Saturday, May 27, 2023

toytown tekno ? of ?

 Well, that's me run out of toytown tekno examples!

I thought there was a huge wave of this stuff, but I could only think of seven in total. 

Surely, I'm missing something obvious. 

There must be loads more - after all, it was presented, at the time, as some kind of scourge - like there was this lemming-like legion of post-"Charly" imitators ripping off kids's TV themes from the 1970s and 1980s, destroying  the rave scene with their regressive inanity. 

Any suggestions? 

(There's probably quite a few gabba examples, and possibly some happy hardcore ones, but I'm thinking really of that UK moment '91 / '92)







Thursday, May 25, 2023

toytown tekno 7 of ?

 




Not a lot to say - not a lot known - about this Sons of Bungle effort from the tail-end of toytown techno. It came out in 1993 and was released on two different labels in the same year: Lost Cause Records, where it was the only release ever. And then on Dusted and Looped Sounds, where it was the only release ever - and came in this CD single version as well as vinyl.  By that point the group was named Sonz of Bungle with a zed.





















Monday, May 22, 2023

toytown tekno 6 of ?


This is a tune I know from my first days of trying to get to grips with / get my mitts on Ardkore.  I picked up some mixtapes in Portobello Market - a little stall nestling at the foot of the Westway flyover. "The Ice Cream Van From Hell" was on a tape called Hardcore Mayhem (see below). But it's misidentified as hailing from the Major Malfunctions EP and is here titled "Ice Cream Van". (I've looked and there's an artist called Major Malfunction, who recorded for Djax-Up, initially as Major Mal'fun'ctions. But no sign of a Major Malfunctions EP).
 
























It's a fairly poxy tape in both selection and sound (dubbed at high speed presumably). D.J. Not-Ace more like. But this  tune was one of the few that caught my ear.  

The toytown element is the children singing "I scream you scream we all scream for ice cream" and the tinkling bell of the ice cream van. Otherwise it's a moody slice of acieeed breakbeat. 

Earth Leakage Trip seem like an interesting, somewhat anomalous bunch - rather like Holy Ghost Inc., in so far as they coexist with, or pass through, the Ardkore but are not really of it. 

Claims to fame for the duo include doing the very first release on Moving Shadow, the Psychotronic EP from 1991, whose lead track is the awesome "No Idea" (a favorite of Moon Wiring Club). And this too qualifies as toytown techno - it includes samples from a 1975 children's record, Happy Monsters - Adventures in the Land of Oog. (I think there is also a little girl's voice from Poltergeist.). It's like darkcore a year or two ahead of schedule.


































But talking about not quite fitting, looking at the pic of one of Earth Leakage Trip -  Neil Sanford, I think - I don't know if this is from back in the day or from nearer now, but he looks like someone who'd make Robyn Hitchcock / Martin Newell type music rather than tripped-out, slightly creepy techno. 



But that was what was great about this moment: all kinds of unlikely types with untypical and non-dance backgrounds passed through the zone, or had a go. Like 80s neo-psych chap Nick Nicely being half of Psychotropic. Or for that matter, Richard Norris, with his Bam Caruso / Strange Things freakbeat background, being in Jack the Tab and The Grid.... 

Well, actually, looking at this Test Pressing interview with Neil Sanford of Earth Leakage Trip, I'm not entirely off-base - although he started out with electro, he had a long period of listening to psychedelia and things like Jimi Hendrix and Pink Floyd:

"We were inspired by Pink Floyd and the kind of music that would have a psychedelic effect on you. There are a lot of elements of British psychedelic music within that track. There's the comical aspect, which is, again, quite British. When we were with Rising High records, I think the NME called us the Pink Floyd of techno. They recognised that a lot of the music was coming from Detroit or whatever, but we gave it a British twist."
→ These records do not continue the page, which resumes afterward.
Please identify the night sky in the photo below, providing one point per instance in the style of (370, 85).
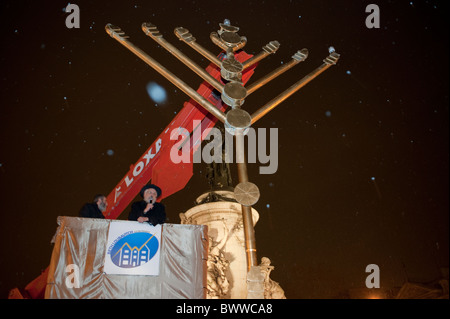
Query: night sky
(363, 149)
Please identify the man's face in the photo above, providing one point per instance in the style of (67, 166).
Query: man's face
(101, 203)
(150, 194)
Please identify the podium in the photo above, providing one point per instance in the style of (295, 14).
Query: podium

There's also stuff about a Spiral Tribe connection - the Spirals heard Psychotronic and tracked the group down, and Simon, the other chap in Earth Leakage Trip, ended up joining the Tribe and going on the road with them.  The name Earth Leakage Trip itself has an affinity with the Spirals's "Terra-Technic" / Tecno Terra notions. 







The original cover for Psychotronic (Shadow 1) - designed by Neil Sanford. 


Oh look, last year the Psychotronic EP was reissued by Blank Mind. 

Here's the release rationale: 

“The doors are where the windows should be, and the windows are where the doors should be”

If you had been in one of the more open minded all night raves in the early 90s you are likely more than familiar with Earth Leakage Trip’s ‘No Idea’.

You could write several pages about the 'Psychotronic EP' and still not nail it as well as Discogs user covert_operative's description of 'urban, British psychedelic music.' The Acid House narrative is all about ecstasy, but for many, especially outside of London, there was a lot of LSD involved. Things were edgier, too, with parties in derelict, liminal spaces. By the time this record came out in 1991, the rave was properly diverging from its house music beginnings.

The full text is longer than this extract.